US 12,468,920 B2
	Feedback driven decision support in partially observable settings
Sohini Upadhyay, Cambridge, MA (US); Yasaman Khazaeni, Needham, MA (US); Djallel Bouneffouf, Wappinger Falls, NY (US); and Mayank Agarwal, Cambridge, MA (US)
Assigned to International Business Machines Corporation, Armonk, NY (US)
Filed by International Business Machines Corporation, Armonk, NY (US)
Filed on Jul. 29, 2019, as Appl. No. 16/524,291.
Prior Publication US 2021/0034926 A1, Feb. 4, 2021
Int. Cl. G06N 3/006 (2023.01); G06N 5/043 (2023.01); G06N 7/00 (2023.01)
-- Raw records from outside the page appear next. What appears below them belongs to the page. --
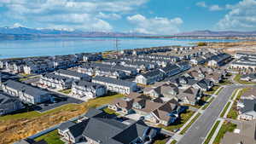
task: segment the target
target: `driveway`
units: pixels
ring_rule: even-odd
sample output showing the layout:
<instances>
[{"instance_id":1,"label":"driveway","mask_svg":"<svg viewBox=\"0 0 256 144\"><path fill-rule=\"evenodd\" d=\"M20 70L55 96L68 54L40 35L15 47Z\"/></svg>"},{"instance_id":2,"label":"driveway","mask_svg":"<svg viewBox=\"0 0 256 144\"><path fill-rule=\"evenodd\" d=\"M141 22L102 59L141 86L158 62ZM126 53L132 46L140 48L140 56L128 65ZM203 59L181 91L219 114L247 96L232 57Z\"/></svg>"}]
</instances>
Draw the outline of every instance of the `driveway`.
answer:
<instances>
[{"instance_id":1,"label":"driveway","mask_svg":"<svg viewBox=\"0 0 256 144\"><path fill-rule=\"evenodd\" d=\"M230 85L224 88L213 100L203 114L189 129L177 144L201 144L206 138L207 132L228 102L233 91L241 88L238 85Z\"/></svg>"}]
</instances>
CPC G06N 3/006 (2013.01) [G06N 5/043 (2013.01); G06N 7/00 (2013.01)]

20 Claims

1. A computer-implemented method comprising:

a) receiving, by a reinforcement learning agent that is a machine learning system of a computer, initially observable feature values corresponding to a list of initially observable features, a list of initially unobservable features, and a maximum number of features that are observable per iteration of a first cycle, whereby the reinforcement learning agent comprises a reinforcement learning policy that governs selection performed by the reinforcement learning agent, and whereby the reinforcement learning policy comprises a first reinforcement learning policy for feature selection and a second reinforcement learning policy for action selection;

b) using, by the reinforcement learning agent implementing the first reinforcement learning policy, the initially observable feature values and the maximum number of features that are observable per the iteration of the first cycle to select a group of some of the initially unobservable features to explore, wherein the first reinforcement learning policy comprises a contextual combinatorial bandit algorithm and the using comprises applying the received initially observable feature values and the maximum number to the contextual combinatorial bandit algorithm and the contextual combinatorial bandit algorithm, in response, selects the group of some of the initially unobservable features to explore;

c) receiving, by the reinforcement learning agent, values for the selected group of the initially unobservable features;

d) using, by the reinforcement learning agent implementing the second reinforcement learning policy, the received initially observable features along with the received values for the selected group of the initially unobservable features to select a next action from a set of actions, wherein the second reinforcement learning policy comprises a contextual bandit algorithm and the using comprises applying to the contextual bandit algorithm the received initially observable feature values and the received values of the selected group of the initially unobservable features and the contextual bandit algorithm, in response, selects the next action from the set of actions;

e) receiving, via the reinforcement learning agent, feedback regarding performance of the selected next action;

f) updating, by the reinforcement learning agent and based on the received feedback, one or more parameters of the contextual combinatorial bandit algorithm of the first reinforcement learning policy for feature selection and one or more parameters of the contextual bandit algorithm of the second reinforcement learning policy for decision selection; and

g) repeating step b through step f over a settable number of iterations, whereby the first cycle comprises step b) through step f).